The role played by brain serotonin (5-HT) neurotransmission in mediating the PRL-releasing effect of enkephalins was investigated in the rat. Both MetG-enkephalin (Metenk) and (D-Met², Pro⁵)-enkephalinamide (EKNH₂), an analog with long lasting analgesic activity, were used in freely moving rats bearing a cannula chronically implanted into the jugular vein. Met-enk injected intracerebroventricularly (IVT; 200 and 400 μg/rat) induced a marked and dose-related increase in plasma PRL; EKNH₂ (0.2 mg/kg, iv) induced a rise in plasma PRL similar to that evoked by Met-enk (400μg/rat).
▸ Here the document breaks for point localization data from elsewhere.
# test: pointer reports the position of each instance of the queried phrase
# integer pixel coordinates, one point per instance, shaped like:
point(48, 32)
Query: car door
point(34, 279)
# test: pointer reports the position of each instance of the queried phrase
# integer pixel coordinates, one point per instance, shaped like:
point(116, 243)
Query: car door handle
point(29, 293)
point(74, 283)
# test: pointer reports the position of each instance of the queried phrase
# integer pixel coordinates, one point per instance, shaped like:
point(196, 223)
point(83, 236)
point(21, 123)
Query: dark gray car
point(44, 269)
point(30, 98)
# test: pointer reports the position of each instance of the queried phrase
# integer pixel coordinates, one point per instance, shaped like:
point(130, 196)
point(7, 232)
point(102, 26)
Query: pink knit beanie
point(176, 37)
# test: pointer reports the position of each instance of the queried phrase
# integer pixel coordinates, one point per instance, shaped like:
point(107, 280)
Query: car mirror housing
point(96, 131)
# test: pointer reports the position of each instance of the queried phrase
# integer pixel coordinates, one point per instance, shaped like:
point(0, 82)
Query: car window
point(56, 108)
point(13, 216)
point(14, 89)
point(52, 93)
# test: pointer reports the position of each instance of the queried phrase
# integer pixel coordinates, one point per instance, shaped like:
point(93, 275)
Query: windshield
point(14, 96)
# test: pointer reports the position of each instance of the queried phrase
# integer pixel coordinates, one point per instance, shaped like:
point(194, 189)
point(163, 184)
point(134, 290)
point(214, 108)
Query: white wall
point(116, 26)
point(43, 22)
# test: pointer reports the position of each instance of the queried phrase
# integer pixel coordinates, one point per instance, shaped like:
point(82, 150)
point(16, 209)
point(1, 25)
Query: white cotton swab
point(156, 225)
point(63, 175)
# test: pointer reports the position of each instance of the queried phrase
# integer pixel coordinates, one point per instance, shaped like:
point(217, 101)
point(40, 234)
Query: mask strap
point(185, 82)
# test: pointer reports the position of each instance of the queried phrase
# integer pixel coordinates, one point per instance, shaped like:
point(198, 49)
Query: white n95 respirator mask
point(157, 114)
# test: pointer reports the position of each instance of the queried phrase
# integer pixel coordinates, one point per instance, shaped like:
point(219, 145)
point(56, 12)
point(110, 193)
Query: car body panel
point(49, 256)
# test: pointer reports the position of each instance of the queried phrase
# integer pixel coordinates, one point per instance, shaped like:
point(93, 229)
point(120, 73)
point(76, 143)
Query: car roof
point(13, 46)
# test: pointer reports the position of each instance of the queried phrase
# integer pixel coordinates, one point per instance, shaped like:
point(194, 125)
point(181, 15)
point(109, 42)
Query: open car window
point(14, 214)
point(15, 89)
Metergoline (1 mg/kg, iv), a 5-HT receptor blocker, significantly reduced the PRL-releasing effect of Met-enk (200 μg/rat); these results were duplicated by using another 5-HT receptor blocker, i.e. methysergide (2.5 mg/kg, iv). Metergoline and methysergide also significantly reduced the increase in plasma PRL due to EKNH₂. 5,6-Dihydroxytryptamine (50 μg, IVT), a neurotoxic drug which destroys 5-HT nerve terminals, almost completely abolished the rise in plasma PRL induced by EKNH₂ (1.0 mg/kg, ip). However, blockade of 5-HT biosynthesis by p-chlorophenylalanine (100 mg/kg, sc, twice) potentiated the rise in plasma PRL induced by EKNH₂, an effect possibly resulting from the development of supersensitive 5-HT receptors. Pretreatment with quipazine (15 mg/kg, iv), a direct stimulant of 5-HT receptors, almost completely suppressed the PRL-releasing effect of Met-enk (400 µg/ rat), EKNH₂, and IVT injected 5-HT (2 μg/rat). Blockade of catecholamine neurotransmission by a-methyl-p-tyrosine (200 mg/kg, ip) did not modify the PRL-releasing effect of EKNH₂. In all, these results suggest that enkephalins exert their PRLreleasing effect via mediation of the brain 5-HT system.